# Cats & Dogs (2001)



## Bayleaf48 (Jul 30, 2002)

*The Film Cats & Dogs*

I'm not sure how amny people have seen this film, but if you haven't then it's worth watching as it's extremely good & funny aswell!


----------



## nic (Jul 30, 2002)

I saw it at the pictures and thought it was hillarious, the cat's just rule!!
The dogs just seemed so boring and serious compared to the outragious cats.

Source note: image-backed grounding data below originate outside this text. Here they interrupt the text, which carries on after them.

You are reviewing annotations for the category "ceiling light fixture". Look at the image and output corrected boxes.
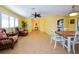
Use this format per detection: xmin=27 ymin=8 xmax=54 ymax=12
xmin=31 ymin=8 xmax=41 ymax=18
xmin=69 ymin=5 xmax=78 ymax=16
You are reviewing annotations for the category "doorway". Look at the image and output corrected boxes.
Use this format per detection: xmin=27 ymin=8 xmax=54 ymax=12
xmin=31 ymin=18 xmax=40 ymax=31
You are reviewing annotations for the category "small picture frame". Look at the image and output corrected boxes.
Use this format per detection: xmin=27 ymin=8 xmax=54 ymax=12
xmin=70 ymin=19 xmax=75 ymax=24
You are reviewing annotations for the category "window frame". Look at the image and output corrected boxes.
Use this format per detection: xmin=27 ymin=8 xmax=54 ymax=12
xmin=0 ymin=11 xmax=18 ymax=28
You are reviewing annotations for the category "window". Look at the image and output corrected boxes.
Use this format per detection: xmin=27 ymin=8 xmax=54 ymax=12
xmin=15 ymin=18 xmax=18 ymax=27
xmin=1 ymin=13 xmax=9 ymax=28
xmin=10 ymin=16 xmax=15 ymax=28
xmin=0 ymin=12 xmax=18 ymax=28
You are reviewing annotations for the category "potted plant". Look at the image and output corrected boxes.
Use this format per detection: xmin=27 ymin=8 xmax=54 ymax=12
xmin=22 ymin=21 xmax=27 ymax=29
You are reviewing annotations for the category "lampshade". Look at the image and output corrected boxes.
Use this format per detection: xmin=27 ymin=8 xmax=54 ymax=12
xmin=69 ymin=12 xmax=78 ymax=16
xmin=69 ymin=5 xmax=78 ymax=16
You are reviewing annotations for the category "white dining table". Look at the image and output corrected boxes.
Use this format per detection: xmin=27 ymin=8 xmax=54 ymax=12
xmin=55 ymin=31 xmax=75 ymax=53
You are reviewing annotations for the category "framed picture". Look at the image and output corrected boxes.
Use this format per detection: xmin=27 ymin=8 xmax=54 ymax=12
xmin=70 ymin=19 xmax=75 ymax=24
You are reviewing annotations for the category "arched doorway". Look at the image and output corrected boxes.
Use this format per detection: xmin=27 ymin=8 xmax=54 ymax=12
xmin=31 ymin=18 xmax=40 ymax=31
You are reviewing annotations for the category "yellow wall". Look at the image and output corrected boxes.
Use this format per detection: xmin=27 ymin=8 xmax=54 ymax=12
xmin=23 ymin=15 xmax=79 ymax=35
xmin=68 ymin=16 xmax=77 ymax=31
xmin=0 ymin=5 xmax=25 ymax=27
xmin=39 ymin=18 xmax=46 ymax=32
xmin=18 ymin=17 xmax=25 ymax=27
xmin=40 ymin=16 xmax=69 ymax=35
xmin=68 ymin=13 xmax=79 ymax=31
xmin=1 ymin=5 xmax=78 ymax=34
xmin=39 ymin=15 xmax=79 ymax=35
xmin=24 ymin=18 xmax=32 ymax=32
xmin=24 ymin=18 xmax=41 ymax=32
xmin=25 ymin=16 xmax=69 ymax=34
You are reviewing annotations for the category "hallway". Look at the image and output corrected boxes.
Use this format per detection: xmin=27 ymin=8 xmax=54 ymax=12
xmin=0 ymin=31 xmax=67 ymax=54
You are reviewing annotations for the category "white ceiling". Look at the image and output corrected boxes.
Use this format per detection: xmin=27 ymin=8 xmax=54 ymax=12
xmin=3 ymin=5 xmax=79 ymax=17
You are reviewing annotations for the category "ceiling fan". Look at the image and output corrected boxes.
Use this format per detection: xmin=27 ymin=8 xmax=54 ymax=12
xmin=31 ymin=8 xmax=41 ymax=18
xmin=32 ymin=12 xmax=41 ymax=18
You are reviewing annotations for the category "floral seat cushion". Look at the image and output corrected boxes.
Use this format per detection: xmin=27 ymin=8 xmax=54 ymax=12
xmin=0 ymin=32 xmax=7 ymax=39
xmin=0 ymin=39 xmax=12 ymax=45
xmin=9 ymin=35 xmax=18 ymax=42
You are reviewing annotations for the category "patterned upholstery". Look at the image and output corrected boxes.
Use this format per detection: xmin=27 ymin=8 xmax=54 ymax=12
xmin=0 ymin=28 xmax=18 ymax=49
xmin=0 ymin=29 xmax=2 ymax=33
xmin=0 ymin=39 xmax=12 ymax=45
xmin=9 ymin=35 xmax=18 ymax=42
xmin=0 ymin=29 xmax=7 ymax=39
xmin=0 ymin=33 xmax=4 ymax=39
xmin=15 ymin=27 xmax=28 ymax=36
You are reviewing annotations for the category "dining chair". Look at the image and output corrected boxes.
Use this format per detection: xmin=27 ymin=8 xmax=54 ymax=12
xmin=50 ymin=29 xmax=64 ymax=49
xmin=71 ymin=31 xmax=79 ymax=53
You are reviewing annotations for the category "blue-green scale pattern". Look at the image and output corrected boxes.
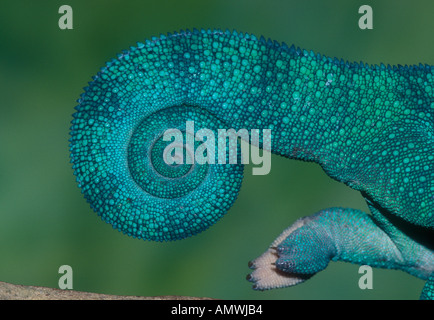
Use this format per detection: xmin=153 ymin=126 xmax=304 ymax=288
xmin=70 ymin=29 xmax=434 ymax=299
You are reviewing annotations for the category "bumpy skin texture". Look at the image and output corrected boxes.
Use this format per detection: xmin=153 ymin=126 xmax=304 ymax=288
xmin=70 ymin=29 xmax=434 ymax=299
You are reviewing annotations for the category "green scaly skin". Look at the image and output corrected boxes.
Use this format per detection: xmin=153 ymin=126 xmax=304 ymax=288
xmin=69 ymin=29 xmax=434 ymax=299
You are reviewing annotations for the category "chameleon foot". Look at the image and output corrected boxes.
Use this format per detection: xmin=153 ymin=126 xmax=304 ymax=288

I got it on DVD at christmas, but sadly IMO it seemed to have lost some of the comical magic I enjoyed in the cimena environment.

Anyway, cats rule!


----------



## Tabitha (Jul 30, 2002)

I liked the scruffy little tech-puppy 

But you are right, the cats did rule - especially the fluffy white one, voiced by Jack from WIll & Grace.  It was a dead ringer for the cat from Stuart Little as well.


----------



## Bayleaf48 (Jul 31, 2002)

What Mr. Tinkles?

You mean Peek Tabitha?

As fr me I prefer Lou

Have got it on video with a special edition Lou art cover on the front & plan to get it on D.V.D too & keep the video aswell

DOGS RULE!


----------



## Legolas (Aug 8, 2002)

I still haven't seen it 
:flash:


----------



## Annette (Aug 8, 2002)

Saw this at the cinema and thought it hilarious. Favourite part for me had to be the 'ninja cats'. They were soooooooooo funny.


annette


----------



## Bayleaf48 (Aug 10, 2002)

Got a screen mate on my computer to do with 'Cats & Dogs' & it's F.A.B!


----------



## Krystal (Aug 11, 2002)

Love it ! It was hilarious.  My family have fun with it because the bad cat Mr. Tinkles is like our cat, except ours is blond.   

Krystal


----------



## Bayleaf48 (Aug 12, 2002)

Mr. tinkles is funny, but in the end the dogs win :rolly2: 

DOGS RULE!


----------



## Krystal (Aug 12, 2002)

Not in my house, in my house they  rule together.   



Krystal


----------



## Bayleaf48 (Aug 13, 2002)

That is good, isn't it?


----------



## Krystal (Aug 15, 2002)

Well, let's say it have both, good moments and bad moments.   Nah, they're cute but some times also make war like in the movie. 

Krystal


----------



## Bayleaf48 (Aug 16, 2002)

Must be hard stopping them then?


----------



## Krystal (Aug 16, 2002)

Yeah, there were times that I have marks to probe it. You know trying to stop something I shouldn't .  

Krystal


----------



## Bayleaf48 (Aug 17, 2002)

I think it's funny in the film where they see a human coming & start doing things such as piddling on a lamp post, sniffing the other dog's bottom etc.


----------



## Annette (Aug 17, 2002)

The cat rules in my house. LOL


annette


----------



## Krystal (Aug 18, 2002)

Always wonder what they think of humans.


----------



## Bayleaf48 (Aug 18, 2002)

I dread to think actually


----------



## Krystal (Aug 18, 2002)

Because the rebel one of my cats sometimes give me a glance that I think say is I could kill her.  

Krystal


----------



## Bayleaf48 (Aug 19, 2002)

Or maybe they think we're their pets even!


----------



## Krystal (Aug 19, 2002)

Good point  

Krystal


----------



## Bayleaf48 (Aug 20, 2002)

Could well do though, don't you think?


----------



## Krystal (Aug 20, 2002)

Yeah, it have logic.  

Krystal


----------



## Bayleaf48 (Aug 21, 2002)

We see them as pets, so it stands 2 reason that they view us the same back


----------